Вот она, новая власть, новая жизнь! Все для народа!

Конечно, никто из нас, ребят, так не говорил да, верно, толком и не понимал этого, но все мы, может быть даже бессознательно, это чувствовали. Ведь когда-то на все эти редкости глядела только хозяйка поместья княгиня Имеретинская да ее родные и гости. А теперь это все наше, все мы смотрим на эти картины, статуи, на эту роскошную обстановку. Все это украшает уже не княжеский дворец, а наш чернский народный дом. И от этого, может, и не вполне осознанного ощущения становилось как-то радостно на душе.

А скоро по всему нардому загорится настоящее электричество и сцена будет освещена уже не керосиновыми лампами, а верхним и нижним соффитами, совсем как в Москве. И декорация будет совсем не та, что двадцать, тридцать, а может, и все сто лет назад — комната и полусад-полупарк, — нет, теперь будет новая роскошная декорация с видом на Москву, на Кремль в туманной дымке утреннего рассвета.

Да неужели все это не сон, а сбылось наяву? Ах, как хорошо, как чудесно, как весело!

А вот многие из взрослых, особенно из пожилых людей, совсем так не радуются. Даже Михалыч, когда узнал, что весь музей княгини Имеретинской мы перевезли в свой нардом, — даже Михалыч неодобрительно покачал головой и проворчал:

— Вот это уж совсем ни к чему. Лучше бы в Москву отправили, в Третьяковскую галерею или в музей какой…

Старый смешной Михалыч! Неужели он не мог понять, что в Третьяковской галерее и в музеях Москвы много и картин, и скульптуры, и всяких редкостей. А вот у нас, в Черни, никогда ничего подобного не было. Зачем же нам все это куда-то отдавать? Лучше пусть у нас остается. Чем наш нардом хуже любого музея?!

Так думали и я, и Сережа, и все наши сверстники, думали и втайне подсмеивались над ворчанием стариков.

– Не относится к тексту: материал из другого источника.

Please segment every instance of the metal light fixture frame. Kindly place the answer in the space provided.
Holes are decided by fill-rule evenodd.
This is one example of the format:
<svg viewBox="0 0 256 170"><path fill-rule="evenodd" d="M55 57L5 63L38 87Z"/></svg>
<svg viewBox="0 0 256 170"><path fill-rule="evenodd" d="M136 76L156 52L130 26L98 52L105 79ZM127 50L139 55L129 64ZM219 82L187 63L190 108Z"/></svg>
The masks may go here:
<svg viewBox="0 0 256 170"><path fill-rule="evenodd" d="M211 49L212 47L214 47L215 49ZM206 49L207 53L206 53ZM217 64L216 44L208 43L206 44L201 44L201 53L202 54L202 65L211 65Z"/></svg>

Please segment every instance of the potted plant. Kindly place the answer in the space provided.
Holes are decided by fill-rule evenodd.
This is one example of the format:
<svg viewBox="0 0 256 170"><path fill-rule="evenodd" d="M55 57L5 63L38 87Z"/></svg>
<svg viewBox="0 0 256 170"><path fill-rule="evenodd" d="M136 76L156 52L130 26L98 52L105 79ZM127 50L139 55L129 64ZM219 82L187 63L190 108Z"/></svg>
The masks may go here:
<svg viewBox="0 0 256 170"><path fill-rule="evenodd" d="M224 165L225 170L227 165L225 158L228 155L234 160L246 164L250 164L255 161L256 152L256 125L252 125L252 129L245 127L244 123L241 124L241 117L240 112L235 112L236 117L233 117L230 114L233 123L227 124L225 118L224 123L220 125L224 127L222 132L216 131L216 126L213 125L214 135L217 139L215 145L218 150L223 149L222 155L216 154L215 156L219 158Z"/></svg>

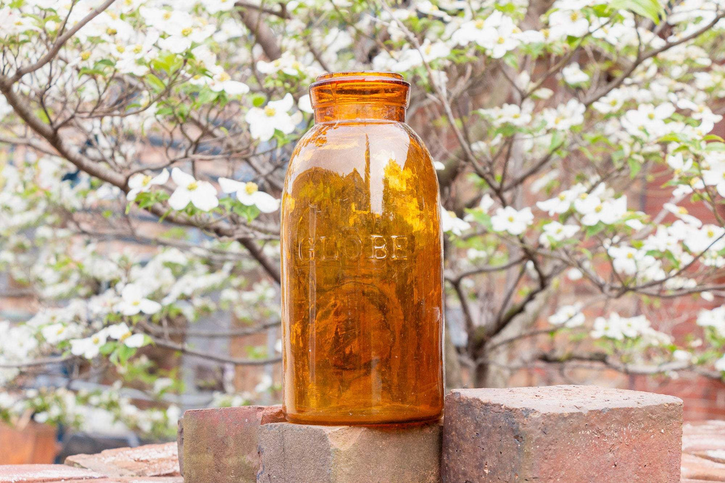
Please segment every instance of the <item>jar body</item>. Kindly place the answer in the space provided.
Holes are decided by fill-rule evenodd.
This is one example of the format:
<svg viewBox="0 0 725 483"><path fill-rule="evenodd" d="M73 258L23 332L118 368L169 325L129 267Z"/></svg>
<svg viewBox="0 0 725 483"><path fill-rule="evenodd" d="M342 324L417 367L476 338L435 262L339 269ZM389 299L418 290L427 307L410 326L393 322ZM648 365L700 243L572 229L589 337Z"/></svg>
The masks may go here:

А вот теперь, спустя полвека, я тоже думаю так же, как и они тогда: лучше бы в музей отдали, может, все и сохранилось бы.

Но, видно, так уж заведено — юность и старость думают по-разному. Во всяком случае, тогда, любуясь всеми этими произведениями искусства, мы, молодежь, получали огромную радость. И, кто знает, может, ощущение этой настоящей, большой красоты у многих из нас сохранилось на всю жизнь и даже в какой-то мере определило дальнейший жизненный путь.

Жаль только одно: не сумели мы все эти ценности сберечь, сохранить — вот в чем наша беда, а может, частично и наша вина. Ну, да теперь сожалеть об этом, увы, уже слишком поздно.

…Есть пословица: «Аппетит приходит во время еды». Эту пословицу как нельзя лучше можно применить было к нам, вернее, к старшим из наших товарищей, в первую очередь — к братьям Благовещенским. Сергей Леонидович вернулся из Москвы. Он привез все, что нужно для освещения народного дома.

И вдруг! Ну конечно, ему — кому же другому? — могла прийти в голову такая чудесно-дерзкая мысль. В общем, главные наши заправилы решили, что для таких декораций и вообще для таких театральных постановок, какие теперь в нардоме намечаются, и сцена и зрительный зал слишком малы.

Сергей Леонидович сделал в исполкоме подробный доклад о том, что молодежь города Черни просит увеличить зал и сцену, а для этого просит к зданию нардома сделать такую же двухэтажную пристройку. Таким образом, сцена перейдет во второй этаж пристройки и освободит полностью весь теперешний зрительный зал.

О чудо, о счастье! Исполком вынес решение признать просьбу молодежи целесообразной, отпустить материалы и средства на немедленную достройку здания нардома.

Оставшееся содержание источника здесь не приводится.